Other patients want to fill out the screening tool in the patient portal as a part of patient pre-registration, while others would like to verbally complete a screening with their trusted clinician.
And even once the patient screens for social determinants, Wilding noted that the community health partnerships that organizations use to refer to social services must be varied.
“One-size-fits-all, it's really going to be an important process as we are expanding our community partnerships to meet the demands around social determinants of health, that there's a recognition of those unique needs,” Wilding said.
“The same thing is true with the community partners. So being able to have a blend of religious organizations, community organizations are so important, but also organizations that are local and in the community, and we know that is just so important.”

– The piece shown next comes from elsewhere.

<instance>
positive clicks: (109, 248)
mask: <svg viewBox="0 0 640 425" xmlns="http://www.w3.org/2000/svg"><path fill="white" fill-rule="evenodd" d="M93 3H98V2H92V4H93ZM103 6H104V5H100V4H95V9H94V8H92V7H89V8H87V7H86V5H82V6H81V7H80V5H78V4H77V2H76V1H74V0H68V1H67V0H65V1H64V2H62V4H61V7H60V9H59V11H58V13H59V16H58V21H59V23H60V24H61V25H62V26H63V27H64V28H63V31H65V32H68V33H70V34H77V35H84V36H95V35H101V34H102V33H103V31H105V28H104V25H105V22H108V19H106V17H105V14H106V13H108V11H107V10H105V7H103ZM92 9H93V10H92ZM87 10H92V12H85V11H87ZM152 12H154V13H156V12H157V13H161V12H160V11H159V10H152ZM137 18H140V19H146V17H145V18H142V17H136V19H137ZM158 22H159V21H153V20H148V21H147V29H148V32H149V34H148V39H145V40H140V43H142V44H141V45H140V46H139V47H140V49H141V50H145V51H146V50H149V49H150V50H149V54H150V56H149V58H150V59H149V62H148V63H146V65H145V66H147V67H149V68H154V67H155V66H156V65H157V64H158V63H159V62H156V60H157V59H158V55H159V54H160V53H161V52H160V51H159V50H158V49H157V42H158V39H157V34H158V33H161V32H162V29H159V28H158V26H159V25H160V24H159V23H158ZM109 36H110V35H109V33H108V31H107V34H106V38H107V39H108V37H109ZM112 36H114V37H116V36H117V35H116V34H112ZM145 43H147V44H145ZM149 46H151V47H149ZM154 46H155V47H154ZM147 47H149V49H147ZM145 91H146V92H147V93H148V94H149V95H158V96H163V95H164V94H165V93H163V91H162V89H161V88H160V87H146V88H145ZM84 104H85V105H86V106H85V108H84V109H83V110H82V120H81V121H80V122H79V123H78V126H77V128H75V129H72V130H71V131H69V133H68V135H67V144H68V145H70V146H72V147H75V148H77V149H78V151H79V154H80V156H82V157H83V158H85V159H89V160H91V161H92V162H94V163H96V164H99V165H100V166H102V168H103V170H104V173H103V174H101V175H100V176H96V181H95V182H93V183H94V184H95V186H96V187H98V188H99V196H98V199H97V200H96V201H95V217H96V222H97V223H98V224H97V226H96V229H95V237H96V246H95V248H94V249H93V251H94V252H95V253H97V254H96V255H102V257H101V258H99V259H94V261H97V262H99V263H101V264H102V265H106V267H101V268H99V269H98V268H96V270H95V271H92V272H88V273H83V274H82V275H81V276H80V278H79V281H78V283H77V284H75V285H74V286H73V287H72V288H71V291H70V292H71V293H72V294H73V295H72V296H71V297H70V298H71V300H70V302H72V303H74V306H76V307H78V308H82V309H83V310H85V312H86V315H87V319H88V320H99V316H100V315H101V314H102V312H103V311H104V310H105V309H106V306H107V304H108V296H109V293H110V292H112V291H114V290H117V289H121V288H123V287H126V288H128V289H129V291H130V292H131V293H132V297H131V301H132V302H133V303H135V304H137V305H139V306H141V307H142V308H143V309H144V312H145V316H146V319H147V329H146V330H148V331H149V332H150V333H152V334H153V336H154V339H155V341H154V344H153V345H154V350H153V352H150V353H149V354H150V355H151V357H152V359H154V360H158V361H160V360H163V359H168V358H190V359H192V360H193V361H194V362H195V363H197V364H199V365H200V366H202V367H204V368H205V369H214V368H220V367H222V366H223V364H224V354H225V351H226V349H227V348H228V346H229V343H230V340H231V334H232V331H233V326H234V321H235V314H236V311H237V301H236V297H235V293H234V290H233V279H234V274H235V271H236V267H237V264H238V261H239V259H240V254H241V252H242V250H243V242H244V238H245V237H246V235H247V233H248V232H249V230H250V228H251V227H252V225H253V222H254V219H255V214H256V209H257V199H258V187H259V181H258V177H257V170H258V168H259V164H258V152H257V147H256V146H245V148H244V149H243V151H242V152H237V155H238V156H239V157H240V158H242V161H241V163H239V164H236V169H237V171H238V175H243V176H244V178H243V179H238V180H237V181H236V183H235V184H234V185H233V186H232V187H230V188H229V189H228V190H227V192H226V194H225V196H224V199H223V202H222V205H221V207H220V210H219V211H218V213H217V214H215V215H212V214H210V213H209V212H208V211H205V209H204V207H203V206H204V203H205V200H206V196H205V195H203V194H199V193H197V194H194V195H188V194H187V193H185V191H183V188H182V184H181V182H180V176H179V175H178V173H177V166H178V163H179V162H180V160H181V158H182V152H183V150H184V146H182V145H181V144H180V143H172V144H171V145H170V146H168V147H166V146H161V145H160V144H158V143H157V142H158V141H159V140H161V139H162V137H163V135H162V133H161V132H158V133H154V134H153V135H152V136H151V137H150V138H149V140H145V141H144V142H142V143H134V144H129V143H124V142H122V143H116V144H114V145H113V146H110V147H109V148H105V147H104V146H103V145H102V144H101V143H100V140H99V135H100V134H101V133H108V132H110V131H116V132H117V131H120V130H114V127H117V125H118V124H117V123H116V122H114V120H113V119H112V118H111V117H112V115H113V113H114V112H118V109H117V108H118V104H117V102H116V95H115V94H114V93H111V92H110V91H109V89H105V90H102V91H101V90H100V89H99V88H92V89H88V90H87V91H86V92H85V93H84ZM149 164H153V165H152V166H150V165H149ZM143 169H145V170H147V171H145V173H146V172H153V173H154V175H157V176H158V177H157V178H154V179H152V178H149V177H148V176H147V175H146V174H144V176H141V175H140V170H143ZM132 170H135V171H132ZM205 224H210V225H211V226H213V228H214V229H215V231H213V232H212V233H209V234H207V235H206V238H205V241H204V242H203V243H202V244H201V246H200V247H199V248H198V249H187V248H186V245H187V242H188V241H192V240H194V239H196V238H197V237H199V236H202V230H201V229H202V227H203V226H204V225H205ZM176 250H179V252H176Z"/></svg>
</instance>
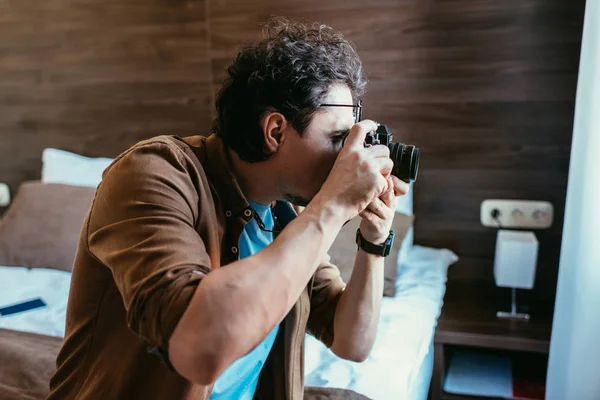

That level of cultural competence improves the odds a patient will stick with a certain intervention, said Stephen Brown, MSW, LCSW, the director of Preventive Emergency Medicine, senior director of Social and Behavioral Health Transformation and Advocacy, and director of the Better Health Through Housing at UI Health.
For example, UI Health’s Better Health Through Housing program, which leverages big data to identify individuals who might be housing insecure and connects them with stable housing, offers various housing environments. The program has some single-room occupancies, or SROs, in different neighborhoods within Chicago, and even in units that are primarily Spanish-speaking.
“It was from a lesson of housing a guy that lived in an encampment in a predominantly Spanish-speaking neighborhood, moving him to an SRO on the north side, and he lost his sense of community and he left,” Brown recalled. “And so, from that lesson learned, we decided we needed to think about languages spoken too.”
It also increases trust, Grossman added. In her food security program, which operated using some grant funding from the Robert Wood Johnson Foundation, she tapped high schoolers from the community and spoke the language to help operate food access.
“If you hear someone talking to you in your own language about a program that is meant to help you, you're much more likely to want to try it out,” she concluded. “And trustworthiness and transparency are really relevant for social determinants of health in general, because again, that top-down bottom-up issue. If we can build that trustworthiness and transparency by having people speak the same language or we can build it by providing food that makes sense for people.”